Quando le parole tengono insieme due verità opposte


Una posizione tutt’altro che semplice
«Coerentemente con la storica posizione dell’Italia, il Governo reputa che l’azione militare esterna non sia la strada da percorrere per mettere fine ai regimi totalitari, ma considera al contempo legittimo un intervento di natura difensiva contro attacchi ibridi alla propria sicurezza, come nel caso di entità statuali che alimentano e favoriscono il narcotraffico».

Il compito per Giorgia Meloni non era affatto semplice.
Si trova in una posizione che impone, da un lato, di mantenere un rapporto solido con il presidente Trump e, dall’altro, di arginare le forti reazioni suscitate dall’intervento statunitense in Venezuela e dalla cattura di Maduro.
Molti, pur riconoscendo la natura dittatoriale del regime venezuelano, contestano apertamente la violazione del diritto internazionale.

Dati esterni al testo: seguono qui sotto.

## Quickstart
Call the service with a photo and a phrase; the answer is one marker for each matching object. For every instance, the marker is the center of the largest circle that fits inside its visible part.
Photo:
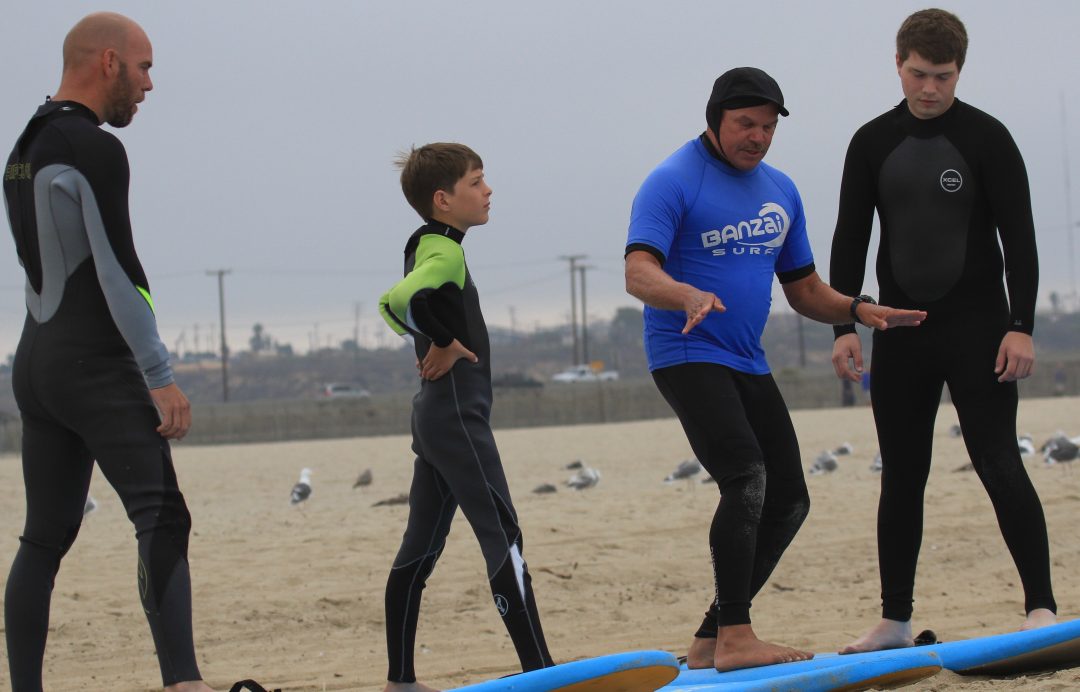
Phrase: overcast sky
(266, 147)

È in questo spazio di tensione che si colloca la risposta del governo italiano.

Il tempo come elemento politico
Non a caso, la presa di posizione non è stata immediata.
È servito del tempo prima che la presidente del Consiglio esprimesse una linea chiara e, attraverso di lei, quella dello Stato italiano.
Anche questo silenzio iniziale è parte della strategia: osservare, misurare le reazioni, evitare parole che non possano essere ritirate.
Una strategia di equilibrio, politicamente molto efficace: non legittima l’azione militare, non condanna apertamente gli Stati Uniti, ribadisce una linea di principio, introduce un’eccezione che consente di non rompere con l’alleato.
È una costruzione che tiene insieme livelli diversi senza confonderli.

La politica come costruzione semantica
Questo intervento mostra con chiarezza che la politica non è solo decisione, ma anche costruzione semantica.
Alcune formule non servono a dire tutto, ma a tenere aperte più strade.
Un “no” esplicito, in certi contesti, non è segno di fermezza ma di miopia: produce rotture difficilmente reversibili.

Ambiguità come strumento
Non tutte le ambiguità sono mancanza di coraggio.
Alcune sono strumenti.
La condanna del regime di Maduro resta esplicita.
Il principio storico italiano contro l’intervento militare esterno non viene abbandonato.
Ma si apre uno spiraglio concettuale: “intervento difensivo”, “attacchi ibridi”, sicurezza nazionale.

Il disagio di chi osserva
Questo tipo di posizione spiazza chi cerca risposte nette: bianco o nero, condanna o approvazione.
Eppure la realtà politica, molto più spesso di quanto si ammetta, vive in un grigio funzionale, dove l’imperfezione non è un difetto morale, ma una condizione operativa.

È più rassicurante una posizione chiara che non produce effetti, o una imperfetta che evita danni maggiori?